Non si può chiedere scusa a chi sparge odio e uccide
03 Marzo 2012
C’è un errore di approccio culturale evidente nel bruciare dei testi del Corano. Ed esso è pesante e insopportabile quando proviene dalla potenza americana oltretutto nella delicatissimo fase di ritiro dall’Afghanistan. Come abbiano potuto gli ufficiali americani decidere di bruciare cento testi del Corano, è difficile da capire. Diremmo che questo presuppone una sorta di cieca innocenza, inammissibile a quel livello di responsabilità.
Potevano stipare i volumi in qualche armadio con tutte le indicazioni e le spiate (forse anche quelli agli occhi dei fedeli, santificate?) che si mandavano per loro tramite i prigionieri. E invece hanno suscitato il finimondo. Ovvero: hanno compiuto, oltre che un brutto sgarbo, anche un errore culturale che sembra un lapsus quasi voluto: il mondo occidentale, dopo tante umiliazioni, ha qui ignorato il fatto che laddove si compiono atti che offendano la religione, là si scatena una violenza delittuosa e incontenibile. Consideriamo dunque l’errore per quello che è stato: non una distrazione, ma una mancanza di rispetto per le altrui opinioni, certamente.
Ma l’errore, il disprezzo per un’altra fede, il semplicismo, non hanno niente a che fare con il meccanismo culturale per cui la violenza è esplosa. Essa, non ci appartiene e non dobbiamo farcene carico. Noi, gli occidentali, siamo stati sciocchi e irrispettosi. Ma se per un attimo pensiamo alla piece del Cristo di Romeo Castelucci, quella della merda, vediamo che il massimo delle reazioni da noi possibile per una violazione religiosa è aggressività, dimostrazioni verbali anche di estrema condanna. Lo scontro è astratto. Dal punto di vista di chi odia che le religioni e la libera opinione in genere vengano offese, e chi scrive è fra questi, un gesto che riguarda un libro, per quanto fondamentale, o una piece teatrale, o un film, o una proclamazione di qualsiasi genere è passibile della critica più micidiale… ma non è accompagnato da omicidio, non da noi.

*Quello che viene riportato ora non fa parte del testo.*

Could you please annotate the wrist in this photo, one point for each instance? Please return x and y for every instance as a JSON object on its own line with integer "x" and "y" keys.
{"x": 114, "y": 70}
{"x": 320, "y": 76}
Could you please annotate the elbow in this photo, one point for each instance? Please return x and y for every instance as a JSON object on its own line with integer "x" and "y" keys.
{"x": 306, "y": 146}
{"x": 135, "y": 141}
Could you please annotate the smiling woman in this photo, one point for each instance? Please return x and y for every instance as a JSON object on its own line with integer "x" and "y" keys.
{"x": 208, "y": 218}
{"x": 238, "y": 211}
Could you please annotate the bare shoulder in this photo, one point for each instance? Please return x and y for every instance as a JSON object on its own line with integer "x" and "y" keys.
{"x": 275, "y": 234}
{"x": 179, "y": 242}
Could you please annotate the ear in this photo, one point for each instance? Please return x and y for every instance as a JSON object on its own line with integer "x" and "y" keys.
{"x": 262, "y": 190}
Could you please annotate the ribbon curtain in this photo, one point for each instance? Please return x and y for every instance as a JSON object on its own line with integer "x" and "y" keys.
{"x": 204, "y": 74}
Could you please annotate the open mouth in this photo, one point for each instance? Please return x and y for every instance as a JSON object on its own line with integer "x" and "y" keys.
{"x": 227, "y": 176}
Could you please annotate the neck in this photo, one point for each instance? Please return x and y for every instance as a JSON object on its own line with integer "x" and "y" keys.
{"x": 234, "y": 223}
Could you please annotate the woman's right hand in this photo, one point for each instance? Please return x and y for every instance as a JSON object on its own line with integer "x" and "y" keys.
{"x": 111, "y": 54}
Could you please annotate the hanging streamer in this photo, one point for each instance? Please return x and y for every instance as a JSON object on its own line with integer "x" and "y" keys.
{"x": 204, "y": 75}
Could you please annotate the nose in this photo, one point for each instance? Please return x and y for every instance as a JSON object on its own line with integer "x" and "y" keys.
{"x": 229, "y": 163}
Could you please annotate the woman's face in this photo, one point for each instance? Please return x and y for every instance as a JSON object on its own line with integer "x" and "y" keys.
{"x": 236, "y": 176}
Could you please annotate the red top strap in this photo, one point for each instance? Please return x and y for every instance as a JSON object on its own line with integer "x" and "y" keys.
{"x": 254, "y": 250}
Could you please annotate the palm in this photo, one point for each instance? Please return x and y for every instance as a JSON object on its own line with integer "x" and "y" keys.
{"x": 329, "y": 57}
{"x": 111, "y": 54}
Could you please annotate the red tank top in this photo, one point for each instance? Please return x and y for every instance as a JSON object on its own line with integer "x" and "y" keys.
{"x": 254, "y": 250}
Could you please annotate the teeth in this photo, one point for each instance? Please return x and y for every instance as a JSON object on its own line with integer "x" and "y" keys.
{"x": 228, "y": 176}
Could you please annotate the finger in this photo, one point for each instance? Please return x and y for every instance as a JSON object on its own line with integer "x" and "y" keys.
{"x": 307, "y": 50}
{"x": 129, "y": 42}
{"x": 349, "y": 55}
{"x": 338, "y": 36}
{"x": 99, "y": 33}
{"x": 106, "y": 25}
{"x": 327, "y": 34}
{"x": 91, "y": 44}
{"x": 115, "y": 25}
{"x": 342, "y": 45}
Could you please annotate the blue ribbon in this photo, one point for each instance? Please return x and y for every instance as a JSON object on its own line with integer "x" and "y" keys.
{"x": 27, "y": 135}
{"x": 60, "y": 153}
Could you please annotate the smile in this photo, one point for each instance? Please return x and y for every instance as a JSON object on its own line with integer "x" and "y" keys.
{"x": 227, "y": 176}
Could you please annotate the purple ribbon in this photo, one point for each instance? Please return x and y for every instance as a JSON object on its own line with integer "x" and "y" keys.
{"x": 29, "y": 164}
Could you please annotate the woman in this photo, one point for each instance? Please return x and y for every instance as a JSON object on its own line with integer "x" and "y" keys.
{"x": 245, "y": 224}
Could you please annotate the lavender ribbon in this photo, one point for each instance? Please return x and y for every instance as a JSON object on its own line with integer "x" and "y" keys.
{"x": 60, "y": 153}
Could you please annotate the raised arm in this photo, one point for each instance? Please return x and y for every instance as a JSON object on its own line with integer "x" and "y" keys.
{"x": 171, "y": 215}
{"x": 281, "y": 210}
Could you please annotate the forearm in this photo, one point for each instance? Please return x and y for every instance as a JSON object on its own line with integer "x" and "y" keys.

Invece le caricature di Maometto significano sangue; i libri di Salman Rushdie e di quant’altri richiedono l’assassinio benedetto da fatwe; il film “Submission” di Theo Van Gogh fu seguito da una mostruosa esecuzione nel novembre del 2004; Ayaan Hirsi Ali, una intellettuale somala anche lei rifugiata in Olanda è costretta a fuggire in tutto il mondo, come tanti altri intellettuali inseguiti dall’accusa di essere dei bestemmiatori del Corano. Di più: l’appartenere a fedi diverse dall’Islam o esserne considerati traditori è anch’esso un crimine che si punisce sovente con la morte, come i poveri uccisi della Nigeria, prevalentemente cristiani ma anche musulmani, dall’organizzazione Boko Haram, quella che anche ieri ha ucciso 14 persone, che il 31 dicembre fece 37 morti in Chiesa e 186 il mese scorso.
Essere ebrei è poi un crimine che merita due volte la morte, l’invito a ucciderli è un leit motiv che si insegna ai bambini in moltissime scuole islamiche, seguito ovunque possibile da azioni; cade in questi giorni l’anniversario dell’assassinio di Ilan Halimi, ucciso nel 2006 a Parigi da un gruppo di fanatici che volevano far fuori il loro ebreo. E gli episodi di queste ore in Israele, in cui i palestinesi hanno perso un giovane negli scontri iniziati dalla Spianata delle Moschee, sono partiti con lancio di pietre dall’alto del Muro del Pianto contro gli ebrei sottostanti e nascono di nuovo da parole,dalle affermazioni certo inopportune di un sito di frangia della destra israeliana che invitava gli ebrei a salire sulla spianata, dove un tempo sorgeva il Tempio. Parole che suscitano violenza fino all’assassinio. Ma a noi questo non deve sembrare naturale.
Obama ha chiesto scusa, ma forse avrebbe dovuto specificare che era per la mancanza di rispetto dimostrato verso il Corano e non per nascondersi dall’esplosione di violenza. Nessuno deve pensare che le nostre scuse siano volte a quelli che tirano pietre, spargono odio, uccidono. No: esse sono rivolte ai fedeli non violenti. Il resto, è un grande problema da combattere.